Clean Plate Power: Chicken Breast & Green Beans
Let’s talk about one of the unsung heroes of wellness meals: a simple, protein-forward plate that fuels your strength, keeps your hormones happy, and gives your digestion a break.
This Chicken Breast & Green Beans recipe is a go-to when you want something clean, satisfying, and no-nonsense—perfect for post-workout recovery, a light dinner, or when you need to reset and ground your energy.
💪 Why We Love This Meal
47g of lean protein to support strength and metabolism
Naturally low in carbs and anti-inflammatory
Ready in about 20 minutes—no fancy tools, no fluff
Easy to meal prep or double for leftovers
This is the kind of meal that keeps you focused, light, and strong without spiking blood sugar or draining your energy.
🛒 Ingredients (Serves 1)
1 chicken breast (6–8 oz), preferably pasture-raised
1 cup green beans, ends trimmed
1 tsp ghee, olive oil, or avocado oil
¼ tsp sea salt
Optional: garlic powder, cracked black pepper, chili flakes
Optional: squeeze of lemon or fresh herbs for finishing
🔥 How to Make It
Season + Sear the Chicken:
Pat dry and season with salt and spices. Heat ½ tsp oil in a skillet over medium heat. Cook chicken breast for about 6–7 minutes on each side, or until fully cooked (165°F internal temp). Let it rest, then slice.Sauté the Green Beans:
Toss green beans in the same skillet with the remaining oil. Sauté for 4–5 minutes until vibrant and just tender. Season to taste.Plate + Serve:
Layer your green beans, top with the sliced chicken, and finish with lemon or herbs if desired.
⏱️ Time Breakdown
Prep Time: 5 minutes
Cook Time: 12–15 minutes
Total Time: ~20 minutes
Perfect for busy evenings or batch cooking for the week.

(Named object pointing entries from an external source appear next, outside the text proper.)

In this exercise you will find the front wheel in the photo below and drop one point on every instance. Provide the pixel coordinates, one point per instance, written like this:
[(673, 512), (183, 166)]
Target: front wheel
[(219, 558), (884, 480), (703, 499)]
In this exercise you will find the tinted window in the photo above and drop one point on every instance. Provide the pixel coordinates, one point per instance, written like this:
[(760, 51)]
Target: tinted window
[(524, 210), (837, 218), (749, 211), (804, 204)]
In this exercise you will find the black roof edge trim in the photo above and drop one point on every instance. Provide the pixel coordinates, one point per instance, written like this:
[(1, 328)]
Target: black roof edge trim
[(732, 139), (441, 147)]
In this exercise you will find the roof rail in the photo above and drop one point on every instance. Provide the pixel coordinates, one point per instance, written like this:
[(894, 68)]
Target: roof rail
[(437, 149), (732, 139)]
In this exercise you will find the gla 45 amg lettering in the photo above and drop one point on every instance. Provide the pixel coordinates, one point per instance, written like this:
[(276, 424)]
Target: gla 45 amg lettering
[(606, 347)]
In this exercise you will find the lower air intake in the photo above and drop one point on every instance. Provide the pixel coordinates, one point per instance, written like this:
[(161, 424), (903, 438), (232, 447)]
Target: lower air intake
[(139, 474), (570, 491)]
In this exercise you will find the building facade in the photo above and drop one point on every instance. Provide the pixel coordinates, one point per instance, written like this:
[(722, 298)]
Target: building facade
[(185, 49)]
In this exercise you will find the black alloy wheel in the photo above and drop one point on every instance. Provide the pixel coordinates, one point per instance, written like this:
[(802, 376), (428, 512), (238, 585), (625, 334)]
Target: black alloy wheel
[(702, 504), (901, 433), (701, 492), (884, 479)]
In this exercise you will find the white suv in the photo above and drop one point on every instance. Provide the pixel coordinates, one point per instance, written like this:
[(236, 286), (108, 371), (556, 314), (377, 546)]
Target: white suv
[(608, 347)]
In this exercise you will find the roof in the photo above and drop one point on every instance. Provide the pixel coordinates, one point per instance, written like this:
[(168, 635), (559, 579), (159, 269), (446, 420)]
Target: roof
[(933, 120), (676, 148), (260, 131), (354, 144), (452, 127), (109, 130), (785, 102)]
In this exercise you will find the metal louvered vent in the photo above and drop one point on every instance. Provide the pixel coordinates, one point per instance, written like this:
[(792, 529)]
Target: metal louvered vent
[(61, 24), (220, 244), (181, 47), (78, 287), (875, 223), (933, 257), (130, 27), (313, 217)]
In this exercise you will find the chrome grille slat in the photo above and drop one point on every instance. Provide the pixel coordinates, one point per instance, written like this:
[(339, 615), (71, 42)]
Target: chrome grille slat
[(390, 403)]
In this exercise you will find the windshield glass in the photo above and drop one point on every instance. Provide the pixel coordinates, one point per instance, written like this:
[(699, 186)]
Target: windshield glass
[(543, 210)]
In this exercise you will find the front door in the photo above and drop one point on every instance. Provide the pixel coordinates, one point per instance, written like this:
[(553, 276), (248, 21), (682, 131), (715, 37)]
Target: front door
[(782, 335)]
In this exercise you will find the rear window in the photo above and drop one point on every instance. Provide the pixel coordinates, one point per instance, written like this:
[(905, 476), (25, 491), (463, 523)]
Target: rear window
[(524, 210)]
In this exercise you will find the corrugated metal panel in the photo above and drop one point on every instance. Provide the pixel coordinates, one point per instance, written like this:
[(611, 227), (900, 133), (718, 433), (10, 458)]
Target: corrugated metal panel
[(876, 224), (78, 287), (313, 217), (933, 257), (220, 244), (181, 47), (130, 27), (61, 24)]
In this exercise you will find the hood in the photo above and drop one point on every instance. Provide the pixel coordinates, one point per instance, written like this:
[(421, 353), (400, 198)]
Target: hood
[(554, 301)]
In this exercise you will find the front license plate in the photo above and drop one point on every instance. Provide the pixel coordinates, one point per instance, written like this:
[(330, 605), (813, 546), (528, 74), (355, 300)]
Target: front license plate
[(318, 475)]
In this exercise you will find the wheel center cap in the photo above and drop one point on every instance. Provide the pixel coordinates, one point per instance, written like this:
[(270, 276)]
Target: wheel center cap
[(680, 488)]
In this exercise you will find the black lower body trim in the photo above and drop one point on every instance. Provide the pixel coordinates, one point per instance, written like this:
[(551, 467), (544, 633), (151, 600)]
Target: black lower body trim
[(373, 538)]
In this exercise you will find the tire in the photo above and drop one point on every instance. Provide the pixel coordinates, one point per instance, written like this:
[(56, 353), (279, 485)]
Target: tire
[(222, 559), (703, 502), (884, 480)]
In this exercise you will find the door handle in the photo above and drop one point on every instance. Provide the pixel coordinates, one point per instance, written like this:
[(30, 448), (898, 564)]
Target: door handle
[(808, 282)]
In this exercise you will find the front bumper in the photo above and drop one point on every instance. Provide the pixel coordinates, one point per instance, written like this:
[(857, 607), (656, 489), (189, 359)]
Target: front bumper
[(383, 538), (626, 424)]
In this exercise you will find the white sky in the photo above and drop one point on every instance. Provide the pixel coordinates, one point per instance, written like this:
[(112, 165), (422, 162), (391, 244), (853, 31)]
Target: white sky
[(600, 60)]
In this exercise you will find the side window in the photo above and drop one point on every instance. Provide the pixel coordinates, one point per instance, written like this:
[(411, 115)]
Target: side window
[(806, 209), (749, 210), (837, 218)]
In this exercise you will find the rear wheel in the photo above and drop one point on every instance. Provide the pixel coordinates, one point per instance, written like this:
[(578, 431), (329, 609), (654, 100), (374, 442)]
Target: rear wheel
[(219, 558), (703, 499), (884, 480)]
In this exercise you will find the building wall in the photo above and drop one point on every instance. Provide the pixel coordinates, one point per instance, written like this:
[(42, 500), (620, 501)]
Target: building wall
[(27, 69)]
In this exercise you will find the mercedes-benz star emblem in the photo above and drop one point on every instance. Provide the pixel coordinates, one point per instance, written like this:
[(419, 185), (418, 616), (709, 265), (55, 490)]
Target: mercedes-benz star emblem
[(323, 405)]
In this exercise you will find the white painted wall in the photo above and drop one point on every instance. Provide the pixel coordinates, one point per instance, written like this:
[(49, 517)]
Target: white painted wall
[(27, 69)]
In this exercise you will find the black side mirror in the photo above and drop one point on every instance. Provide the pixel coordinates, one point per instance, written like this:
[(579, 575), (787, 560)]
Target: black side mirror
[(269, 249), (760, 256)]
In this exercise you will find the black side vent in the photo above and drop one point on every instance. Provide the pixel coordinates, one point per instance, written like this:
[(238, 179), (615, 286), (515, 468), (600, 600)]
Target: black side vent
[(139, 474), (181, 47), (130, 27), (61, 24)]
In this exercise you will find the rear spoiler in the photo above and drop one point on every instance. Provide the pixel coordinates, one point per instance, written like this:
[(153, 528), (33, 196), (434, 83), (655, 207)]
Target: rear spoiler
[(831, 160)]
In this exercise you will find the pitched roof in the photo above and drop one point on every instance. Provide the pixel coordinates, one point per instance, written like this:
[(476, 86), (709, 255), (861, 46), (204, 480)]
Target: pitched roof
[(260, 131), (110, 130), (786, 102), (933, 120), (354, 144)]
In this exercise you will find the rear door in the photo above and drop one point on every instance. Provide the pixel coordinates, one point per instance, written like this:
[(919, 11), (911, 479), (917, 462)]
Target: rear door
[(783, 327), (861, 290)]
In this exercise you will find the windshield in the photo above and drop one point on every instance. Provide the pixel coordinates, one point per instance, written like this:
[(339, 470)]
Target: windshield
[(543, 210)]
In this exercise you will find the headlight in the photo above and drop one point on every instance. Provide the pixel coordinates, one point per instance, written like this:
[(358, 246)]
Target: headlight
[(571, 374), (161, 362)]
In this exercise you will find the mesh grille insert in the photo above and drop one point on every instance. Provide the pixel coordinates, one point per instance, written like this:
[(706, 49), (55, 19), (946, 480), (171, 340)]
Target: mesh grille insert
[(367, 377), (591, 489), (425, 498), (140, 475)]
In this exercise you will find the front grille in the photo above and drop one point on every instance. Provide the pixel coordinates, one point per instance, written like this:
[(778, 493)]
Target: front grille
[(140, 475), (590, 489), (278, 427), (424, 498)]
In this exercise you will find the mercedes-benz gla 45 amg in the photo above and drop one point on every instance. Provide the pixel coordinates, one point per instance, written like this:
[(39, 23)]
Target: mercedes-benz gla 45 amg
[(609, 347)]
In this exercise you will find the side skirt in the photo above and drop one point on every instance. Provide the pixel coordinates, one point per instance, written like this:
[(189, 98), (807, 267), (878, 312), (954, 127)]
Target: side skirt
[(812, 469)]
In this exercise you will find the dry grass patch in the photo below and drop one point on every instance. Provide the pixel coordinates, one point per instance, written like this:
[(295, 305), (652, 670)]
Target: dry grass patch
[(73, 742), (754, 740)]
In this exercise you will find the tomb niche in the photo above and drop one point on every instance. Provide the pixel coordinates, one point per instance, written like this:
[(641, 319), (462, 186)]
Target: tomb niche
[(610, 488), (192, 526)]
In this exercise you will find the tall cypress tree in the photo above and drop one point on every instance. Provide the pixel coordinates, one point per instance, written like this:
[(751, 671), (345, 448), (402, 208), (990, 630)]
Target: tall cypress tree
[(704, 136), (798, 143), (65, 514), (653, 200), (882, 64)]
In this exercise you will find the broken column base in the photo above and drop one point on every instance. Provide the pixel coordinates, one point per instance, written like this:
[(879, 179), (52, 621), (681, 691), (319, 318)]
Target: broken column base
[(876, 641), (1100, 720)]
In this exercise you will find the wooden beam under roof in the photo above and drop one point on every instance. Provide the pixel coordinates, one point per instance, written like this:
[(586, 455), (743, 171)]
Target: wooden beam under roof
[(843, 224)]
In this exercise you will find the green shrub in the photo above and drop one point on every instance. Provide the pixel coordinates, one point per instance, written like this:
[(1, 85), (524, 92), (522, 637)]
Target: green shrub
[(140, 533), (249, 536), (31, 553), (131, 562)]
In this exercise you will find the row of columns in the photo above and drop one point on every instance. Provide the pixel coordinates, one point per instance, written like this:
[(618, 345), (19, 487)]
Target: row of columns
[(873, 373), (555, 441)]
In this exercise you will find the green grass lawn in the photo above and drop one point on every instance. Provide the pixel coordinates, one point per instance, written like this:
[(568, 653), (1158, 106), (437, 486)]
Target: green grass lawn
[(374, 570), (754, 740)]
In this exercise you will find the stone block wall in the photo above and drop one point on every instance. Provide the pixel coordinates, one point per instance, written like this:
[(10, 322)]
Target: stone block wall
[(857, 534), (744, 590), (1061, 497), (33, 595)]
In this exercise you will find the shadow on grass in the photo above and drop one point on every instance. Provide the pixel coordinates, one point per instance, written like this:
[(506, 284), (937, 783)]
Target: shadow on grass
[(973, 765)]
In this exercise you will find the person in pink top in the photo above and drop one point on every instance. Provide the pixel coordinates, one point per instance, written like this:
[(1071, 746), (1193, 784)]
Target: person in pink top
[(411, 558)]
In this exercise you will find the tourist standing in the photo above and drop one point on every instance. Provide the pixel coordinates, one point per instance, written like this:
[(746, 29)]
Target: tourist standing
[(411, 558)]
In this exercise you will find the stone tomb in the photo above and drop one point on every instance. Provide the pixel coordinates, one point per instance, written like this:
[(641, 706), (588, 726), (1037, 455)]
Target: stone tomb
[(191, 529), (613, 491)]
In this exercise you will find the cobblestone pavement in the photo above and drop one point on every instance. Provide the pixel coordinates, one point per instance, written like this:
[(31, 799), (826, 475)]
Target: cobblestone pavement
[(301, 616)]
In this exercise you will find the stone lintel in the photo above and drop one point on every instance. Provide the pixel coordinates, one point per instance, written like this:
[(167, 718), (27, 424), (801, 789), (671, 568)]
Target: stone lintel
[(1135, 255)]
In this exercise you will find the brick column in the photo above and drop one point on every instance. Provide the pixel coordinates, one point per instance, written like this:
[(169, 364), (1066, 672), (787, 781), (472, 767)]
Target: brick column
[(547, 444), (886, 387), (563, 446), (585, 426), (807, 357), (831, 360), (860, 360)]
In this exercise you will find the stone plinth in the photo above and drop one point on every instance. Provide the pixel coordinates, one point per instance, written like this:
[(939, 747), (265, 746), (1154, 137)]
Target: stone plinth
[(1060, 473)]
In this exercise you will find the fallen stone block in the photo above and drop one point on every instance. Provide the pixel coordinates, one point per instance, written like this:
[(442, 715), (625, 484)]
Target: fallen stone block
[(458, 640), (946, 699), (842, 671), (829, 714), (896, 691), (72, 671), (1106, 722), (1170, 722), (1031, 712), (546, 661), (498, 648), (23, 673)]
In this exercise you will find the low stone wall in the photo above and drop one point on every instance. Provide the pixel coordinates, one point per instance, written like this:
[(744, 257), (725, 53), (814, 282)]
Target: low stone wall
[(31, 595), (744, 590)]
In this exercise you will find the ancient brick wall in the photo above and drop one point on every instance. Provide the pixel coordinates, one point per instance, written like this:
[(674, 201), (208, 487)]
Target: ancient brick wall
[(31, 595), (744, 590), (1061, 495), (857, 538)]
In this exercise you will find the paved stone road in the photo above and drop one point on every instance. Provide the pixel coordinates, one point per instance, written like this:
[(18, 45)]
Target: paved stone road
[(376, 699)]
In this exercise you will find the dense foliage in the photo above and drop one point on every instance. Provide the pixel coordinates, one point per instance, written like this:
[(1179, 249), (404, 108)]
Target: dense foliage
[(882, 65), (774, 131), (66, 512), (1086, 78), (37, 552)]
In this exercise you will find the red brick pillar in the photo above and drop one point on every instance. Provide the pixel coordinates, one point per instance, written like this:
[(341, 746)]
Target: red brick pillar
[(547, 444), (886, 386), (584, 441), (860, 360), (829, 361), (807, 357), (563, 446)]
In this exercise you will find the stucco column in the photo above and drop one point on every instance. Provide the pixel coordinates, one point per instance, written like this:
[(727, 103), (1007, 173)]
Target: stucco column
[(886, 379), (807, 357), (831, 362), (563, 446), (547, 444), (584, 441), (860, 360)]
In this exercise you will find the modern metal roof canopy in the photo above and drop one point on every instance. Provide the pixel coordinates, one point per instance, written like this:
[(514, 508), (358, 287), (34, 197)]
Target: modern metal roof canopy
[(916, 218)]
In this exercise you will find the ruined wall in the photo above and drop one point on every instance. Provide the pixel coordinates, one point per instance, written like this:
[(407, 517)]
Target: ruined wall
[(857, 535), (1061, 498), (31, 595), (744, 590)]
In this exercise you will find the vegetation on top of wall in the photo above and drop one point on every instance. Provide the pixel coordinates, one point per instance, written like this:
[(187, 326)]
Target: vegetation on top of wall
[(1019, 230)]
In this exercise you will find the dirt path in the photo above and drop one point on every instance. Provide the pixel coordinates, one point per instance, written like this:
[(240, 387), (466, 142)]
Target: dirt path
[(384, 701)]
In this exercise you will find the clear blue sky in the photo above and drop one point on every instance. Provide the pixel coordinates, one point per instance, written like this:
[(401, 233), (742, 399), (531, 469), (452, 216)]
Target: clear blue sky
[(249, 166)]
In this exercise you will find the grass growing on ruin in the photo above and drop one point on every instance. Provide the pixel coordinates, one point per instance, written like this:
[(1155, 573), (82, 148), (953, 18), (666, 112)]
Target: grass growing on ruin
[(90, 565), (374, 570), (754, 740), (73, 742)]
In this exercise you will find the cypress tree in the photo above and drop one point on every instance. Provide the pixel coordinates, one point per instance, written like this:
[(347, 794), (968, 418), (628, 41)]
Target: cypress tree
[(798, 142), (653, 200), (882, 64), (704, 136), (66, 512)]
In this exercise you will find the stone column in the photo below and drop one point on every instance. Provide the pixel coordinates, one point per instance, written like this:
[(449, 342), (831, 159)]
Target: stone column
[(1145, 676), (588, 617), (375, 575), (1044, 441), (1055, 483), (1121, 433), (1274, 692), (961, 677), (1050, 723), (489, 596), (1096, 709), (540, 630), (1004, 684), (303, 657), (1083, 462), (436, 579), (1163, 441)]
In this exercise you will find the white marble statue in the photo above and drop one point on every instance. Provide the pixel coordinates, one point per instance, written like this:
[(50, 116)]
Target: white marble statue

🔢 Macros (Per Serving – 7 oz chicken)
Calories: 360 kcal
Protein: 47g
Fat: 15g
Carbs: 7g
Fiber: 3g
🌿 Studio Nourishment Tip
This plate is gentle on digestion and helps rebalance when you’re feeling inflamed or foggy. If you’ve been leaning on processed snacks or skipping meals, this is your real food reset—simple, grounding, and deeply nourishing.
✨ Want to level it up?
Add a side of roasted sweet potatoes or a spoonful of bone broth mash for a fuller plate. Or sip a warm mug of Nettle Nourish Tea while it cooks to center yourself.